In deze zaak heeft de Hoge Raad op 5 april 2013 uitspraak gedaan over de ontvankelijkheid van een cassatieberoep. De verzoekster, vertegenwoordigd door advocaat mr. W. Römelingh, had cassatie ingesteld tegen een arrest van het gerechtshof te Amsterdam. Dit arrest was eerder gewezen in een insolventiezaak, waarin de rechtbank Amsterdam op 5 september 2012 een vonnis had uitgesproken.

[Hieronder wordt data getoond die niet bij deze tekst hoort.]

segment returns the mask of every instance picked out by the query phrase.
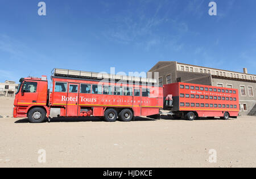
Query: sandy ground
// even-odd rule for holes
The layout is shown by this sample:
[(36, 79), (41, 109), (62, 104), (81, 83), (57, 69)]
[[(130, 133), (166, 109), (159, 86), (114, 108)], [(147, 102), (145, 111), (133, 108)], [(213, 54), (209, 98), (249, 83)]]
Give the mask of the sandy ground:
[[(0, 98), (11, 116), (13, 99)], [(97, 118), (29, 123), (0, 118), (0, 167), (255, 167), (256, 117), (108, 123)], [(46, 162), (38, 162), (38, 151)], [(216, 151), (210, 163), (209, 151)]]

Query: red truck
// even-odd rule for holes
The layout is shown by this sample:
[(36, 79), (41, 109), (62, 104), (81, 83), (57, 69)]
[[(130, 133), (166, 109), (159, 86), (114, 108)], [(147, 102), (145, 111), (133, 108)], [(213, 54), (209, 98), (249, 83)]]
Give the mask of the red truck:
[(51, 92), (46, 76), (20, 80), (14, 117), (32, 123), (47, 118), (97, 116), (106, 121), (130, 121), (158, 115), (163, 107), (163, 88), (155, 79), (55, 69)]

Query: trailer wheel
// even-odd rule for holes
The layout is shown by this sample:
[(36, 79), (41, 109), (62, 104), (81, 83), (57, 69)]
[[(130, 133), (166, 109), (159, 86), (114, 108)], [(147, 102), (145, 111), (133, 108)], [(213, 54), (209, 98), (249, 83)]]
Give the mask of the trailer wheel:
[(195, 115), (195, 113), (193, 112), (188, 112), (187, 114), (186, 114), (186, 118), (189, 121), (193, 121), (195, 120), (195, 118), (196, 118), (196, 116)]
[(114, 109), (107, 109), (105, 112), (104, 118), (107, 122), (115, 122), (117, 118), (117, 112)]
[(130, 122), (133, 117), (133, 114), (129, 109), (125, 109), (119, 113), (119, 118), (123, 122)]
[(46, 112), (41, 108), (35, 108), (30, 110), (28, 117), (31, 123), (41, 123), (46, 119)]
[(224, 120), (228, 120), (228, 119), (229, 118), (229, 114), (227, 112), (225, 112), (224, 113), (224, 116), (221, 117), (221, 118)]

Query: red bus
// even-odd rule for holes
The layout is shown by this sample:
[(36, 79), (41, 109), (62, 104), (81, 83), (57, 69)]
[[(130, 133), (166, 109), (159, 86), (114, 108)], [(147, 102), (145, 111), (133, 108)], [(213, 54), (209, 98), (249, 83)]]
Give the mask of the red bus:
[(117, 118), (159, 114), (163, 88), (154, 79), (86, 71), (54, 69), (51, 92), (47, 77), (22, 78), (14, 101), (14, 117), (43, 122), (59, 117)]
[(209, 86), (175, 83), (164, 85), (164, 109), (171, 110), (175, 118), (196, 117), (228, 120), (239, 112), (238, 90)]

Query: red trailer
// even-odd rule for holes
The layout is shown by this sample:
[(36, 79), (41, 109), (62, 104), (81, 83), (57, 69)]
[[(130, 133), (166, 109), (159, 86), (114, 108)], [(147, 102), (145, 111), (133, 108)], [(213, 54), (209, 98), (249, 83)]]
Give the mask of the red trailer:
[(51, 78), (51, 92), (46, 76), (20, 79), (14, 117), (28, 117), (34, 123), (86, 116), (130, 121), (159, 114), (163, 106), (163, 88), (154, 79), (57, 69)]
[(209, 86), (175, 83), (164, 85), (164, 109), (170, 110), (175, 118), (196, 117), (228, 120), (239, 112), (238, 90)]

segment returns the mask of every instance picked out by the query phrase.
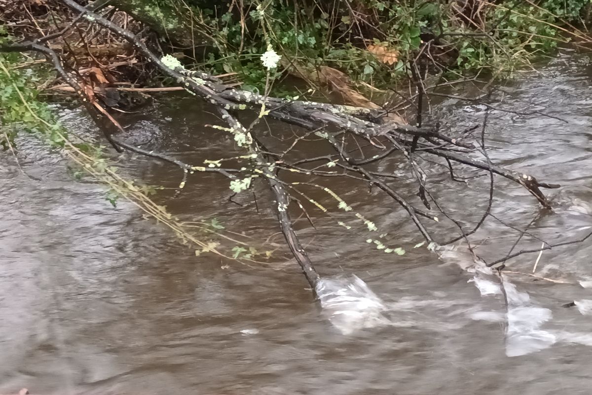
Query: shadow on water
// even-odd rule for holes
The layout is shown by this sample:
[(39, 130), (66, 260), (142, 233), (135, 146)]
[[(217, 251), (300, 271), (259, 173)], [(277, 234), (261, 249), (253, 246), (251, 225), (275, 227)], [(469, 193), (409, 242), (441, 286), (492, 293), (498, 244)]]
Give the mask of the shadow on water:
[[(530, 227), (550, 242), (583, 235), (591, 225), (588, 60), (560, 56), (539, 73), (498, 87), (507, 107), (537, 105), (568, 124), (490, 115), (493, 160), (562, 185), (555, 212)], [(227, 137), (203, 129), (215, 120), (195, 106), (179, 97), (124, 121), (138, 141), (150, 139), (155, 148), (181, 152), (188, 161), (227, 154)], [(433, 111), (459, 128), (484, 114), (452, 99)], [(79, 113), (63, 115), (69, 124), (86, 123)], [(272, 127), (274, 136), (291, 133), (285, 126)], [(317, 231), (305, 219), (297, 221), (326, 276), (326, 291), (342, 298), (321, 310), (295, 264), (249, 268), (195, 256), (133, 207), (122, 202), (114, 208), (101, 187), (74, 181), (61, 158), (34, 140), (20, 143), (19, 160), (33, 178), (20, 173), (14, 158), (0, 156), (2, 391), (27, 386), (60, 395), (588, 392), (592, 296), (582, 285), (592, 284), (589, 243), (542, 254), (536, 274), (565, 284), (505, 275), (506, 319), (495, 275), (473, 266), (461, 246), (441, 251), (440, 259), (413, 249), (420, 240), (410, 236), (413, 226), (372, 191), (355, 209), (387, 230), (407, 254), (385, 258), (365, 237), (320, 215), (313, 219)], [(320, 150), (314, 143), (307, 149), (308, 155)], [(128, 175), (149, 184), (178, 184), (178, 169), (166, 163), (134, 156), (121, 163)], [(396, 160), (387, 166), (404, 170)], [(477, 220), (487, 204), (487, 180), (461, 188), (451, 184), (445, 171), (432, 170), (433, 191), (446, 208), (468, 222)], [(358, 200), (350, 182), (330, 182), (346, 200)], [(277, 232), (273, 210), (263, 204), (269, 195), (263, 184), (256, 190), (259, 214), (251, 197), (237, 197), (242, 206), (229, 203), (227, 184), (196, 175), (178, 198), (169, 198), (169, 191), (161, 197), (184, 219), (215, 217), (253, 240)], [(496, 191), (496, 216), (523, 227), (539, 214), (526, 191), (504, 180), (498, 185), (507, 188)], [(315, 193), (311, 197), (327, 201)], [(517, 236), (488, 221), (475, 240), (488, 259), (506, 253)], [(275, 237), (281, 242), (281, 235)], [(540, 247), (538, 240), (525, 243)], [(280, 262), (288, 256), (278, 253)], [(535, 255), (513, 260), (509, 269), (530, 272)], [(343, 293), (349, 286), (351, 292)], [(574, 300), (575, 306), (561, 307)], [(355, 316), (360, 306), (361, 321)]]

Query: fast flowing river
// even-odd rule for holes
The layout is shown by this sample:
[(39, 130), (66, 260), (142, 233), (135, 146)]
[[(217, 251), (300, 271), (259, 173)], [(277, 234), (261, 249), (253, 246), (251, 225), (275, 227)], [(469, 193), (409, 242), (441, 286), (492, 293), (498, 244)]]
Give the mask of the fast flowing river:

De Procureur-Generaal had in zijn standpunt aangegeven dat het cassatieberoep niet-ontvankelijk verklaard moest worden op grond van artikel 80a lid 1 van de Wet op de rechtsvordering (RO). De Hoge Raad oordeelde dat de klachten van de verzoekster geen behandeling in cassatie rechtvaardigden, omdat zij klaarblijkelijk onvoldoende belang had bij het cassatieberoep. Dit oordeel was gebaseerd op de overwegingen van de Procureur-Generaal, die stelde dat de klachten niet tot cassatie konden leiden. De Hoge Raad heeft daarom het beroep in cassatie niet-ontvankelijk verklaard, waarbij het arrest van het hof aan het arrest van de Hoge Raad is gehecht. De uitspraak is openbaar uitgesproken door raadsheer M.A. Loth.

Uitspraak

5 april 2013
Eerste Kamer
12/05505
EV/TT
Hoge Raad der Nederlanden
Arrest
in de zaak van:
[Verzoekster],
wonende te [woonplaats],
VERZOEKSTER tot cassatie,
advocaat: mr. W. Römelingh.
Verzoekster zal hierna ook worden aangeduid als [verzoekster].

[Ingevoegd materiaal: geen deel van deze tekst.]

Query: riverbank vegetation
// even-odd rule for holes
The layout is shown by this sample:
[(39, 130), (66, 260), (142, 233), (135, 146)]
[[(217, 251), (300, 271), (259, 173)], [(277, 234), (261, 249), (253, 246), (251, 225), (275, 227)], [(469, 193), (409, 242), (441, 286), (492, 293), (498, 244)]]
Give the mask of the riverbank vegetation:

1. Het geding in feitelijke instanties
Voor het verloop van het geding in feitelijke instanties verwijst de Hoge Raad naar de navolgende stukken:
a. het vonnis in de zaak met het insolventienummer 10/721-R van de rechtbank Amsterdam van 5 september 2012;
b. het arrest in de zaak 200.113.067/01 van het gerechtshof te Amsterdam van 20 november 2012.

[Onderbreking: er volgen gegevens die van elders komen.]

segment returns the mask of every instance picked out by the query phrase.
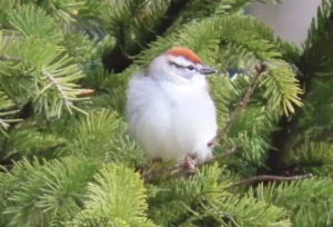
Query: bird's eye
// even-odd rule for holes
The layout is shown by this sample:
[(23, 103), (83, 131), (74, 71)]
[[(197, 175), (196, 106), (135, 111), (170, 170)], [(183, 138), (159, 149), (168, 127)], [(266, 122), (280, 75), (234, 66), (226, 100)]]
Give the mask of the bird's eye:
[(188, 66), (186, 67), (188, 69), (190, 69), (190, 70), (193, 70), (194, 69), (194, 67), (191, 65), (191, 66)]

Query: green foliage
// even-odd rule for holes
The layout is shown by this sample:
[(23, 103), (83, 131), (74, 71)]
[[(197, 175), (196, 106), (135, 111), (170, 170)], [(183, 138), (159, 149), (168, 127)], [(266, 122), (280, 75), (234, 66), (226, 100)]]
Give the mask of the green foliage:
[[(0, 226), (332, 226), (333, 1), (323, 0), (302, 50), (241, 13), (253, 2), (2, 0)], [(269, 68), (214, 148), (239, 152), (145, 182), (125, 91), (173, 46), (219, 69), (209, 80), (220, 128), (255, 66)], [(229, 69), (242, 72), (230, 79)], [(315, 177), (235, 187), (275, 152), (282, 174)]]
[(148, 205), (139, 174), (105, 165), (89, 184), (88, 200), (70, 226), (155, 226), (145, 217)]

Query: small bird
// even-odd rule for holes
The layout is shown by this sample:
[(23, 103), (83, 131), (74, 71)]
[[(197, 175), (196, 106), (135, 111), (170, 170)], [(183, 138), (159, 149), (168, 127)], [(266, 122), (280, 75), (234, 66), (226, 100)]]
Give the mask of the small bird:
[(212, 158), (218, 124), (206, 76), (215, 72), (191, 49), (174, 47), (132, 76), (127, 119), (149, 161), (175, 160), (194, 170)]

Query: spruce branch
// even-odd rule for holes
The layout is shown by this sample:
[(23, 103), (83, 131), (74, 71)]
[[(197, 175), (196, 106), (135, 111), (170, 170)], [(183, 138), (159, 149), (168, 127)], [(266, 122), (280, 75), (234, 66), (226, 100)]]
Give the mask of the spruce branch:
[(179, 18), (180, 13), (185, 9), (189, 0), (171, 0), (168, 9), (160, 21), (152, 29), (148, 29), (144, 37), (140, 43), (134, 42), (132, 46), (127, 48), (127, 52), (121, 47), (121, 42), (118, 42), (117, 47), (110, 52), (107, 53), (103, 59), (103, 66), (105, 69), (114, 72), (121, 72), (127, 69), (132, 62), (133, 59), (130, 56), (139, 55), (149, 43), (157, 40), (159, 36), (162, 36)]
[(244, 97), (242, 97), (238, 101), (235, 110), (231, 114), (230, 119), (226, 122), (226, 125), (218, 132), (215, 140), (218, 140), (219, 138), (224, 138), (226, 136), (226, 134), (230, 131), (230, 129), (231, 129), (232, 125), (234, 124), (234, 121), (236, 120), (236, 118), (240, 117), (240, 115), (242, 115), (242, 112), (245, 110), (245, 108), (248, 107), (248, 103), (250, 101), (250, 98), (258, 86), (260, 76), (263, 72), (265, 72), (266, 70), (268, 70), (268, 65), (265, 62), (261, 62), (260, 65), (258, 65), (255, 67), (251, 86), (246, 90)]
[[(69, 109), (70, 102), (69, 102), (69, 100), (65, 98), (65, 93), (64, 93), (62, 87), (57, 82), (56, 78), (54, 78), (51, 73), (49, 73), (49, 72), (47, 72), (47, 71), (44, 71), (44, 70), (43, 70), (42, 72), (43, 72), (43, 75), (47, 77), (47, 79), (50, 81), (50, 83), (59, 91), (59, 93), (60, 93), (60, 96), (61, 96), (61, 98), (62, 98), (62, 101), (63, 101), (64, 106)], [(48, 87), (47, 87), (47, 88), (48, 88)]]
[(4, 122), (4, 120), (0, 119), (0, 126), (3, 129), (8, 129), (9, 128), (9, 124)]
[(258, 181), (279, 181), (279, 182), (281, 182), (281, 181), (293, 181), (293, 180), (306, 179), (306, 178), (311, 178), (311, 177), (313, 177), (312, 174), (296, 175), (296, 176), (292, 176), (292, 177), (261, 175), (261, 176), (254, 176), (254, 177), (250, 177), (250, 178), (236, 181), (236, 182), (232, 184), (231, 186), (229, 186), (229, 188), (235, 188), (239, 186), (251, 185), (251, 184), (258, 182)]
[[(225, 157), (229, 157), (229, 156), (232, 156), (234, 155), (235, 152), (238, 152), (240, 149), (240, 147), (233, 147), (231, 148), (230, 150), (228, 150), (226, 152), (223, 152), (223, 154), (220, 154), (220, 155), (216, 155), (214, 156), (213, 158), (211, 159), (208, 159), (206, 161), (203, 161), (201, 162), (200, 165), (196, 165), (196, 167), (201, 167), (201, 166), (204, 166), (204, 165), (208, 165), (208, 164), (212, 164), (214, 161), (218, 161), (220, 159), (223, 159)], [(163, 168), (163, 169), (160, 169), (158, 171), (150, 171), (149, 174), (142, 174), (142, 178), (145, 180), (145, 181), (151, 181), (153, 179), (157, 179), (157, 178), (160, 178), (162, 176), (165, 176), (168, 174), (171, 174), (172, 171), (176, 171), (175, 174), (172, 174), (170, 176), (170, 178), (174, 178), (174, 177), (179, 177), (180, 175), (183, 175), (184, 172), (181, 172), (181, 168), (182, 168), (182, 165), (183, 162), (178, 162), (169, 168)], [(144, 168), (144, 167), (143, 167)]]
[[(300, 88), (303, 93), (300, 95), (301, 100), (305, 100), (311, 93), (313, 78), (322, 71), (323, 62), (330, 62), (323, 59), (331, 59), (332, 57), (332, 39), (333, 39), (333, 13), (332, 3), (323, 1), (323, 6), (319, 7), (316, 20), (312, 21), (309, 30), (309, 37), (304, 43), (304, 51), (299, 60), (295, 62), (297, 67), (296, 79), (300, 81)], [(320, 24), (320, 26), (319, 26)], [(292, 145), (295, 135), (301, 134), (299, 122), (304, 116), (304, 108), (295, 107), (293, 117), (290, 119), (283, 116), (279, 122), (280, 130), (272, 136), (273, 146), (269, 151), (269, 158), (264, 166), (258, 174), (280, 175), (284, 172), (284, 157)]]

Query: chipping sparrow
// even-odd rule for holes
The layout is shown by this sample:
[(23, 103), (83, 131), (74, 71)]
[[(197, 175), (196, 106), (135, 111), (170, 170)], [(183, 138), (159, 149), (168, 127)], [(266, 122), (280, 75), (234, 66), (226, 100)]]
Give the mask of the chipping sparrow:
[(150, 160), (184, 161), (193, 169), (194, 159), (212, 157), (218, 125), (206, 75), (214, 72), (192, 50), (175, 47), (133, 75), (127, 118)]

Het arrest van het hof is aan dit arrest gehecht.
2. Het geding in cassatie
Tegen het arrest van het hof heeft [verzoekster] beroep in cassatie ingesteld. Het cassatierekest is aan dit arrest gehecht en maakt daarvan deel uit.
Het standpunt van de Procureur-Generaal strekt tot niet ontvankelijk verklaren van het cassatieberoep op grond van art. 80a RO.
3. Beoordeling van de ontvankelijkheid
De Hoge Raad is van oordeel dat de aangevoerde klachten geen behandeling in cassatie rechtvaardigen omdat de partij die het cassatieberoep heeft ingesteld klaarblijkelijk onvoldoende belang heeft bij het cassatieberoep dan wel omdat de klachten klaarblijkelijk niet tot cassatie kunnen leiden (zie het standpunt van de Procureur-Generaal onder 3).
De Hoge Raad zal daarom - gezien art. 80a lid 1 RO en gehoord de Procureur-Generaal - het beroep niet-ontvankelijk verklaren.
4. Beslissing
De Hoge Raad verklaart het beroep in cassatie niet-ontvankelijk.
Dit arrest is gewezen door de vice-president F.B. Bakels als voorzitter en de raadsheren A.H.T. Heisterkamp en C.E. Drion, en in het openbaar uitgesproken door de raadsheer M.A. Loth op 5 april 2013.